ほとんどがシヴァン目当てのようだが、中には貴婦人も。こちらはキーラ目当てのよう。
『すごいですね…』
伯爵たちに助け出されたルーズは、家族たちのモテようを遠巻きに見ていた。
『彼らは身分も高い上に生存率が高いからねぇ…人気なんだよ。それに記念に話したいというのもあるのだろう』
シヴァンはルディアシスとともに文官として後方部隊になっている。高位貴族は前線に行くことが多いため余計に貴重度が高くなっているそう。
普段なら下位の貴族は後ろにいるしかないが今日は爵位に関係なく話しかけても良いとなれば仕方ないことのようだ。
群がる集団から『元平民が…』と囁き声が聞こえたのも仕方ないことだろう。相手の顔は覚えておくが。
みんな大変だな、と辺りを見渡すと別の爵位が高そうな女性たちの塊を見つけた。輪の中心はルディアシス。無礼講とはいえ王族には誰構わず突撃するのは難しいようだ。
サフィールは騎士団たちや男性に囲まれているが、女性も輪に加わり鋭い視線で会話をしているのが見える。前線に行くと宣言した彼女の場合は仕事が優先のよう。
アリナーデ様は大丈夫かな?
王と王妃の間に美しく置かれた人形のようにアリナーデはいた。可愛らしいのに冷たい笑顔で、ルーズの知らないお姫様。
なんか、すごい仕事してる…初めて見た…!
そう言えば忘れがちだが王族はとても高貴な方々なので、貴族に遜ることをせず凛としそこにいる。そんな立場だった。
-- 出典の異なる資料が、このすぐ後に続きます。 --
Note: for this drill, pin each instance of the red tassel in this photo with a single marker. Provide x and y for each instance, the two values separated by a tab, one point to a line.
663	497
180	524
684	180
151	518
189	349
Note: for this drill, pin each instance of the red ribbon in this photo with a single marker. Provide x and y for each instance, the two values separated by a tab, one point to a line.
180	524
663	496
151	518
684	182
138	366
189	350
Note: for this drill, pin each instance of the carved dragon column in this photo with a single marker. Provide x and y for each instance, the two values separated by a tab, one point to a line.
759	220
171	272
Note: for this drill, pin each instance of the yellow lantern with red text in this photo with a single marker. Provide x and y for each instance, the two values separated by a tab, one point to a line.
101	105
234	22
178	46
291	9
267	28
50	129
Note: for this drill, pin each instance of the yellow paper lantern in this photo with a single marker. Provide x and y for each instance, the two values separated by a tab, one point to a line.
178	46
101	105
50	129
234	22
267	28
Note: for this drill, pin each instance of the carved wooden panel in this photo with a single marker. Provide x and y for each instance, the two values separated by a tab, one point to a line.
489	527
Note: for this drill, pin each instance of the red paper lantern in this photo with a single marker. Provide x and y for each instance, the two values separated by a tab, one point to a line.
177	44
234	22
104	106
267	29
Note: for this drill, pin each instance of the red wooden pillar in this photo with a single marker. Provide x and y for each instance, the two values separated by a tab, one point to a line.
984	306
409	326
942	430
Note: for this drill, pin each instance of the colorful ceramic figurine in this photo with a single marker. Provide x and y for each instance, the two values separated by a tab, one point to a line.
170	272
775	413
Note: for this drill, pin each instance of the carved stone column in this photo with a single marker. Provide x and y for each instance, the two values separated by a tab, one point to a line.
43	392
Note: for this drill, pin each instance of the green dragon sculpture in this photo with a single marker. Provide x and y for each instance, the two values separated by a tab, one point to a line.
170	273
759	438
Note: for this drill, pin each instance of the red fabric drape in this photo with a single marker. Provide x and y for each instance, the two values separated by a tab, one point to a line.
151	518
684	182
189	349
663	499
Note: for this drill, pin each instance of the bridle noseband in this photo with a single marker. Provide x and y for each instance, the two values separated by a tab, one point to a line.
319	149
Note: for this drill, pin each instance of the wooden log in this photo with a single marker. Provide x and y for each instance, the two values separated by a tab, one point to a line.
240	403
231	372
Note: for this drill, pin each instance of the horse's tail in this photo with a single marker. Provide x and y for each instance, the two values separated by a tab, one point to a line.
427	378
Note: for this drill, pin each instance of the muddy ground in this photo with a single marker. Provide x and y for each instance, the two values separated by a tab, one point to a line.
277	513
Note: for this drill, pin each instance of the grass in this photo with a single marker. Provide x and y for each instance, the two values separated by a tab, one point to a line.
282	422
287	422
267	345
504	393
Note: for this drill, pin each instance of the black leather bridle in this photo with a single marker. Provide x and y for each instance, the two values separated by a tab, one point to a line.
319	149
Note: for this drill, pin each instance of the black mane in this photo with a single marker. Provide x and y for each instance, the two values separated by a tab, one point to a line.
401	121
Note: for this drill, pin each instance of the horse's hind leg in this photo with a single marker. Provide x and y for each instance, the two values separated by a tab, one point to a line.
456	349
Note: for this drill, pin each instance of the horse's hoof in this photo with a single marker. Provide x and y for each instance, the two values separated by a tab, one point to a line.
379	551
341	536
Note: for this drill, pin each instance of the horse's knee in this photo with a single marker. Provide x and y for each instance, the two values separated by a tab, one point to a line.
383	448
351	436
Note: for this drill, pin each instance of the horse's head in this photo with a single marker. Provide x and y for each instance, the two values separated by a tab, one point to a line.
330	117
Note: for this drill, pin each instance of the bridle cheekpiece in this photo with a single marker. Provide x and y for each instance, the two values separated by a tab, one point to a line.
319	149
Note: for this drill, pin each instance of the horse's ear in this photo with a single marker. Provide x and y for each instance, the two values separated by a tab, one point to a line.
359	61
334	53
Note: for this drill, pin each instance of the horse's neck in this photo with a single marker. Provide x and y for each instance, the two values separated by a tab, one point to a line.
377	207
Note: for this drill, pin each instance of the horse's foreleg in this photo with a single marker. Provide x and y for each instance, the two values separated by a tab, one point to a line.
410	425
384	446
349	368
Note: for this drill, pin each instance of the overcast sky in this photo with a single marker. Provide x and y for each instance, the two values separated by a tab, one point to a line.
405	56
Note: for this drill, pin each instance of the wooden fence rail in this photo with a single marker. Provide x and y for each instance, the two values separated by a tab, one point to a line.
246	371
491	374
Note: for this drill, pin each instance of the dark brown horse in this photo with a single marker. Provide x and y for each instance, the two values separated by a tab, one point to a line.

戦いに出ないお姫様に勘の悪い貴族は、国王は妹姫を次の王にするつもりだ…と囁く。
つまらない妄想に付き合う気のないアリナーデの冷笑はとても王族らしく、より噂に拍車がかかる。
早くモーちゃんたちに癒されたいわ
モーちゃんとは離宮で育てられている愛らしい4匹の魔物たちのうち最初に出迎えた一匹の名前。アリナーデの頭の中は可愛いペットたちのことでいっぱいだった。
最近少し肥えてしまったモーちゃんたち。学者のおじいちゃんに嗜めらてしまって姫は、実は今ちょっと落ち込み気味。そんな姫の考えなど、挨拶と探りに来る貴族たちには全く伝わっていない。
賑やかな広間は、皆が皆迫り来る恐怖を無理やり押し込め笑い合うそんな雰囲気があった。明日戦いに行くことになったら今が最後かもしれない、だから優しく微笑みあい抱きしめて今を過ごしていた。
静かに家族と恋人と過ごす貴重な時間を、ただはしゃぎ回る集団が目についた。彼らは数代前に商売で財をなし貴族になったものたち。
魔力量が足りないため戦いには出ないと聞き、それは貴族として肩身が狭くないかと心配したが杞憂だったよう。
戦えないものを無理に戦わせてもかわいそうだ、とルーズは彼らを視界から外した…が少し遅かったようで目が合ってしまった。気付かないふりをして無視をしたのだがだめだった。
『ちょっと、あなた元平民なんでしょ?なのに戦いに行くらしいじゃない。
可哀想ね』
けらけらと笑う派手な髪飾りをした女性からはお酒の匂いがする。酔っていたとしても成人貴族としてあり得ない発言に眉を顰める。
『戦うことの意味も分からない人の方が可哀想ですよ?』
戦いに行くことが可哀想?意味が分からない。
戦いに行きたくても行けないアザンダを思い出した。彼女は戦場にいかずとも共に戦うと言っていた。
戦いに送り出す方も共に戦っているのだ。ルーズは戦うための力がたまたまあっただけ、だから自分で戦うことを選んだ。
戦わない人間に憐れまれる理由などない。
『この場にいる人間は、戦地に行かずとも共に戦う仲間です。
あなたは貴族なのに戦わないのですか?
戦わずしてなぜ貴族なのです?』
突っかかってきた彼女の後ろに、先ほど元平民だと笑った女性の顔が見える。この彼女と家族なのかもしれない。どうでも良いが。
『な!私は!あなたよりちゃんとした貴族です!
貴重な血筋だから血が守られ、戦わなくても良いのです!』
…は?何を、言った?
この言葉を聞きルーズは焦る。王族2人が戦地に行くのだ。なのに戦場に行かない自分の血は尊いと言うのは、王より偉いと言ったのと変わりない。近くにいた人たちも眉間に皺を寄せた。
困ったな…ルーズは言葉を選びながら彼女たちがこれ以上大変なことにならないよう話す。
『あなた…どこの家か知らないけれど、それ以上喋ると。お家なくなるわよ?』
ルーズは親切心からの言葉だったが、焦りすぎたせいでいつも以上の真顔での忠告は普通に脅迫だった。
元平民といえど公爵令嬢直々に家をなくすと言われたと思った彼女は、急に酔いが覚めたちまち足が震え出す。それを見たルーズは満足そうに笑った。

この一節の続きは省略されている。